Idealnya tugas-tugas sebagai orang tua dalam pola pengasuhan porsinya adalah seimbang baik untuk Ayah ataupun Bunda, karena peran dan kehadiran Ayah dalam pengasuhan memiliki dampak yang penting untuk perkembangan si Kecil. Menurut The Mommy Short Guide to Remarkably Average Parenting, apa yang ditawarkan oleh Ayah dan Bunda adalah dua hal yang saling melengkapi dan tidak dapat digantikan oleh satu pihak saja karena karakter dan kualitas cinta kasih Ayah berbeda dengan Bunda. Dengan demikian, perkembangan dasar si Kecil tidak dapat 100% dibebankan pada Bunda.

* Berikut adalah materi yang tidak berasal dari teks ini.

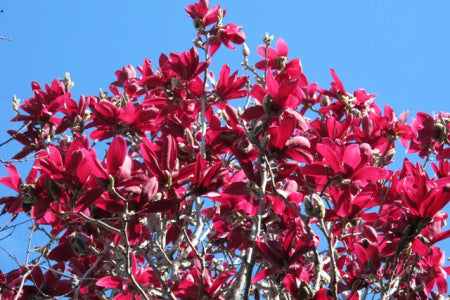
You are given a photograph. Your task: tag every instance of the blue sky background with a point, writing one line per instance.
(399, 50)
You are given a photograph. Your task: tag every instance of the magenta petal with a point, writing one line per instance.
(116, 154)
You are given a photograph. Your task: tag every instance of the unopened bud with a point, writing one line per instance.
(245, 50)
(324, 101)
(16, 104)
(267, 39)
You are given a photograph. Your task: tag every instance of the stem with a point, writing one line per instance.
(128, 254)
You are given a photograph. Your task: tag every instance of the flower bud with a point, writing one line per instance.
(245, 50)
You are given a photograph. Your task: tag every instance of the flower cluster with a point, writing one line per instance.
(289, 197)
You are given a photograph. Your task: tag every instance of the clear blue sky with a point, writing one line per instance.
(399, 50)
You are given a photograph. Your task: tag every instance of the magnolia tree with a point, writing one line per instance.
(289, 197)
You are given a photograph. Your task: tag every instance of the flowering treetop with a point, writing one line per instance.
(288, 197)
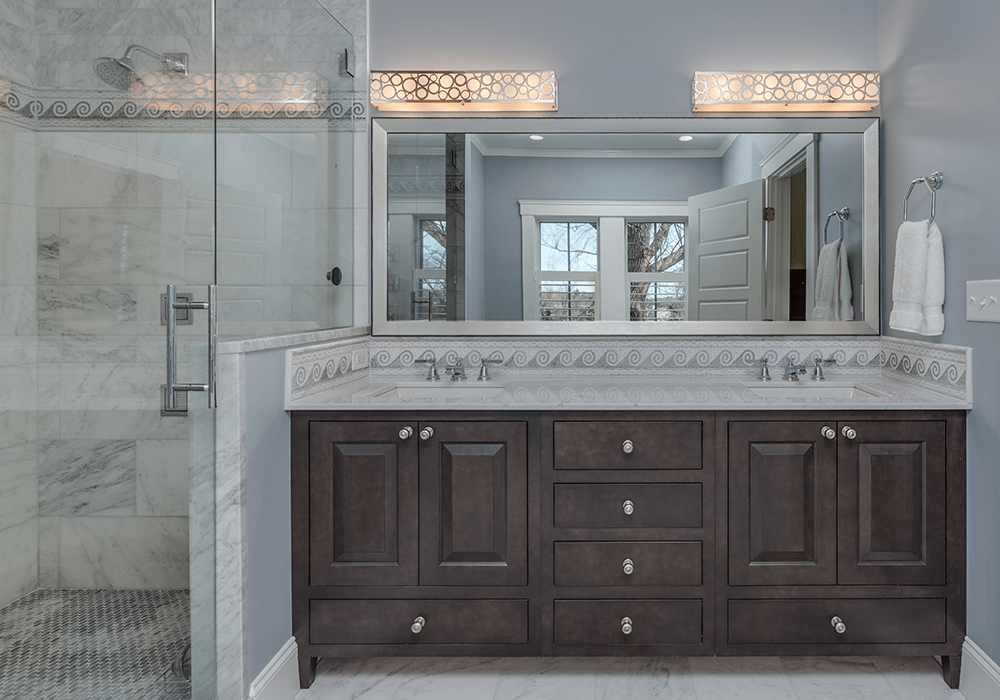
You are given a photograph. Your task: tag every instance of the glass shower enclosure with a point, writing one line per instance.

Gaya berkomunikasi dan cara interaksi Ayah berbeda dengan cara Bunda. Umumnya, Ayah fokus memberikan pengalaman yang lebih luas dan membangun hubungan interaksi yang penting bagi perkembangan anak. Sementara itu, Bunda hadir dengan kasih sayang tanpa syaratnya yang terkadang diimbangi oleh sikap tegas dan tertata. Tidak hanya itu saja, kehadiran orang tua akan menjadi sosok yang senantiasa dijadikan panutan si kecil sepanjang proses tumbuh kembangnya.

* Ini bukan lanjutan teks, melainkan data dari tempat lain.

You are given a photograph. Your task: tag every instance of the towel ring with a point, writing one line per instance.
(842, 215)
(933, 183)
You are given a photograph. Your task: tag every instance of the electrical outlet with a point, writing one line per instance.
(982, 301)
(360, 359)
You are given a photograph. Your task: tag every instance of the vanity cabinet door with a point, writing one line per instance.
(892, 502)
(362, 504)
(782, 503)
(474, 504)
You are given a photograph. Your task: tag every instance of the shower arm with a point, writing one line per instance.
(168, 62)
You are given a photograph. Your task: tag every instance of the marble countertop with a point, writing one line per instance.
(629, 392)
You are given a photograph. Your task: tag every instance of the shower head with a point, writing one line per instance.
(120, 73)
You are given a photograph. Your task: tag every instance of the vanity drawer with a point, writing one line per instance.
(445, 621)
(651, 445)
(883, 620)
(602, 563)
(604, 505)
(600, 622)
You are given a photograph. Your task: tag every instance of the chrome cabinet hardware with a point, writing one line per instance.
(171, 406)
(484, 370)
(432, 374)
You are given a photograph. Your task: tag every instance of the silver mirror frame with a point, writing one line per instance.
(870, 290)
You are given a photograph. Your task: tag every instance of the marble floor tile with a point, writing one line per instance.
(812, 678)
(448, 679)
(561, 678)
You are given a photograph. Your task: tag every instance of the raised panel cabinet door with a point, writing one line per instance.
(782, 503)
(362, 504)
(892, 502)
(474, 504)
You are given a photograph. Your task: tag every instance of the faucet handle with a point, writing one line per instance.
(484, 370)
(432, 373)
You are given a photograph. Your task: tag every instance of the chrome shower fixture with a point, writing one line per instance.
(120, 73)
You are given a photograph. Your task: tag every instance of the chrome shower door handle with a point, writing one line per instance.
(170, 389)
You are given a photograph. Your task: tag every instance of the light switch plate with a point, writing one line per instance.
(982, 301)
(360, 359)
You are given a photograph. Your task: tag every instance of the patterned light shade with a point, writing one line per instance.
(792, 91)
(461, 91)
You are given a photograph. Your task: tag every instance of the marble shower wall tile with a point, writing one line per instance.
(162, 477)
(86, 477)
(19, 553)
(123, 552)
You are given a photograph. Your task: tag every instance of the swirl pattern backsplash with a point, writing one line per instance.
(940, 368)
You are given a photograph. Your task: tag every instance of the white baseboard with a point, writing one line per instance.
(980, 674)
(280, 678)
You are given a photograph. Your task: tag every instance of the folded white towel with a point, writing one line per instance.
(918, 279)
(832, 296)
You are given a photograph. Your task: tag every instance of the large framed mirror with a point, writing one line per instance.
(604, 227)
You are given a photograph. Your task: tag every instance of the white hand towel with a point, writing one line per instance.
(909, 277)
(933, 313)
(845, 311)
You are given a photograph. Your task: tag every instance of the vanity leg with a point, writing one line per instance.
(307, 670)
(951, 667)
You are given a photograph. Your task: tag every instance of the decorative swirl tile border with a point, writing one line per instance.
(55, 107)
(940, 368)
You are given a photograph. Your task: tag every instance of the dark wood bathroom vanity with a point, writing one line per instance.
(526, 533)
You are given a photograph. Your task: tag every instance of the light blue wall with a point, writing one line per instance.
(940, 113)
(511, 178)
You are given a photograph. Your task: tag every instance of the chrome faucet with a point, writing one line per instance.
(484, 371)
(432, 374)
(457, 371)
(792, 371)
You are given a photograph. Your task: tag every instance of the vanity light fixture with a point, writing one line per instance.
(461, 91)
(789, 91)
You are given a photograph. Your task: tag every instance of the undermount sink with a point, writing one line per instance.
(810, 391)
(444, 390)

Peranan Ayah dan Bunda di dalam rumah seharusnya selalu dihadirkan seimbang karena kedua orang tua memegang peran penting dalam membentuk jati diri si Kecil. Namun sayangnya, dengan banyaknya gender stereotype yang sudah diyakini turun temurun di masyarakat mengenai bagaimana laki-laki dan perempuan harus berperan dan berperilaku, munculah beragam bias mengenai ketidaksetaraan ini termasuk urusan peran wanita di dalam rumah. Seperti misalnya: lelaki didaulat sebagai pencari nafkah karena dirasa lebih gigih dan kuat sehingga memegang peranan di luar rumah. Sementara itu, wanita yang dianggap lebih lembut dan perasa, lebih tepat diposisikan di rumah sebagai pemelihara rumah tangga beserta anak-anak.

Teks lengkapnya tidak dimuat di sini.